Have you got a “Barney” ?

ted“Have you met Ted?”

If you’re a fan of “How I met your mother”, you’ll recognise Barney’s catch phrase. As self-appointed wingman to friend Ted, he essentially chats up for him a series of women for dates.

Have you got a Barney in your life? For Ted, characterised as more shy and more self-effacing, Barney plays a crucial role in getting him connected. He’s Ted’s bro.

A wingman or woman can make a massive difference to your career (as well as your love life, which is out of the remit of this blog). When you hit a career blockage, have a bad meeting or sink beneath pressure, your wing-person can help you to regroup and move on.

They’ll be there for you, and cheer you up. And if you’re really lucky they’ll tell you some home truths about yourself.

In fact, if they don’t do this, they’re not actually doing their job properly. A work buddy is one thing. The person who you moan to about your boss being short with you, or who makes you a cup of tea when you’re flagging. The buddy will comfort you when you’re down, commiserate when you didn’t get a promotion, chat with you when you’re bored, cover for you when you’re late.

This is not a wing person. The wing person – or WP – plays a different role in your career. They will make connections for you and talk about you when you’re not there. They will create opportunities for you. They will be thrilled at your success, even if it sometimes is better than their own. A great WP thinks about you when you’re not around.

They push you out of your comfort zone.

They tell you what you got wrong.

They make suggestions about how you should change that they know you won’t want to hear.

They keep on at you about those changes, even if you tell them not to, because they care as much about your career potential as you do, and honestly, in my personal experience, sometimes they care more.

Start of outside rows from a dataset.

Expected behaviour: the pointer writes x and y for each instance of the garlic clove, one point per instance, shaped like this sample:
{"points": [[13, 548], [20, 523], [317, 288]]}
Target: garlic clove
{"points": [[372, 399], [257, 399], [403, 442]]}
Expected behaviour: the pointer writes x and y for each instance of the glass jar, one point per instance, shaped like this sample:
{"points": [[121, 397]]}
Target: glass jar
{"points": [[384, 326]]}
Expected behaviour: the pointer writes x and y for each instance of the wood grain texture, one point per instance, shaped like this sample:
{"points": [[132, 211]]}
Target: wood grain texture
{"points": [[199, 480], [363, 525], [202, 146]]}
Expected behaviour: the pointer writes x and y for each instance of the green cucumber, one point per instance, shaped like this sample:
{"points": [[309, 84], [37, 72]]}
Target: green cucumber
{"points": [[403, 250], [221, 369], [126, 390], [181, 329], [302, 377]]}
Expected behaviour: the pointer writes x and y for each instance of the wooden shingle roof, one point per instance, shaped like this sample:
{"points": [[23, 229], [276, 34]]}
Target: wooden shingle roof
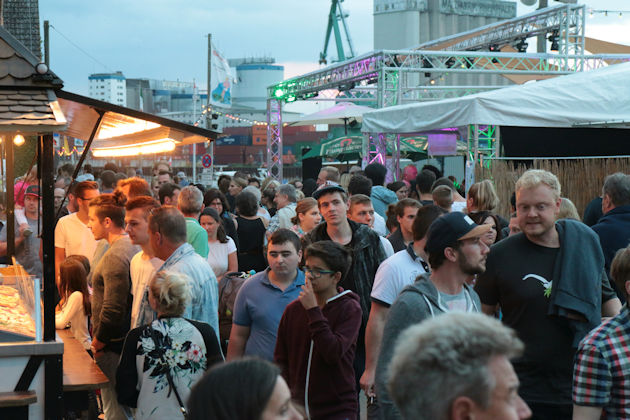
{"points": [[27, 99]]}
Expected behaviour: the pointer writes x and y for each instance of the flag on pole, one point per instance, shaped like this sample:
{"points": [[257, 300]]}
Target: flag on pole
{"points": [[221, 80]]}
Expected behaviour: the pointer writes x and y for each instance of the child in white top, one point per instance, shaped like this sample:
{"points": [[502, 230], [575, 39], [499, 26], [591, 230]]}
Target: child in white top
{"points": [[74, 307]]}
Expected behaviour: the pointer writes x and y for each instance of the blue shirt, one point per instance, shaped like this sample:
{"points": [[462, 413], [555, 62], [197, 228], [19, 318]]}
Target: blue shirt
{"points": [[259, 305]]}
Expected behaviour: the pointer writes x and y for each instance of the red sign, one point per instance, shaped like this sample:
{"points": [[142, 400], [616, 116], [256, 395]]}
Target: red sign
{"points": [[206, 160]]}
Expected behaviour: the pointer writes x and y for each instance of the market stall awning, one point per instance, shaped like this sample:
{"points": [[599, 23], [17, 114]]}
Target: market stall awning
{"points": [[123, 131], [565, 101]]}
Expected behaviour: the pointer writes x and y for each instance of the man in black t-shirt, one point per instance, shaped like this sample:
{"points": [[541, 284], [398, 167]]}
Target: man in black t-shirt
{"points": [[519, 277]]}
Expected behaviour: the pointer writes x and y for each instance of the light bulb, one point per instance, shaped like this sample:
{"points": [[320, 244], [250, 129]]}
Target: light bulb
{"points": [[18, 140]]}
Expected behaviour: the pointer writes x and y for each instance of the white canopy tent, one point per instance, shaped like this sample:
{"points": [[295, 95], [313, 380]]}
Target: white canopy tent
{"points": [[598, 97]]}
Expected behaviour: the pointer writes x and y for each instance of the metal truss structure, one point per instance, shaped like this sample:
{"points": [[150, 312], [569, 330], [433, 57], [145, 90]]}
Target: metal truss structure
{"points": [[394, 77], [482, 142], [567, 20], [274, 138]]}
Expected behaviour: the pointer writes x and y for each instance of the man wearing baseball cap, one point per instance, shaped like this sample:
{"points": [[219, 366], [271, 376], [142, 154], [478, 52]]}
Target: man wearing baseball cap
{"points": [[27, 244], [455, 252]]}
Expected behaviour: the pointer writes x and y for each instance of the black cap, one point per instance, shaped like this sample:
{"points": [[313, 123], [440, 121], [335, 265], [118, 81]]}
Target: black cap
{"points": [[327, 188], [445, 231]]}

Listening to them and then acting on it is essential. It’s a big part of having a growth mindset, and that’s the mindset you need to succeed.

They are not just your cheer-leader, in proven fact they are much more important than this.

In an interesting experiment, Professor Serena Chen of the University of California, together with Juliana Breines from the University of Rhodes Island, worked with participants in 3 groups all of whom had been asked to name their biggest weakness. One set were asked to write themselves a letter talking about their weakness from a “compassionate and understanding” perspective. Another set were asked to write in terms of boosting their self-esteem – to focus on validating themselves rather than on that weakness. The third group were the control, and weren’t asked to do anything. Participants in the weaknesses seen with compassion group showed much more of a growth mindset, and were much more likely to agree that with hard work they could change than either of the other two sets. A follow up experiment showed that behaviour change was much more likely from people who experienced compassionate but clear understanding about what they’d got wrong, than from those who had been given unconditional approval.

Here’s how wingperson differs then from a buddy or even a cheerleader. They’ll point out your mistakes with kindness and compassion, and won’t let you get away with being stuck. Self-esteem by HBR’s analysis is over-rated. You need a wingman to make sure that you are really working on your weaknesses not just glossing over them. If you haven’t got one, find one. And as Barney also says, it never hurts to Suit Up.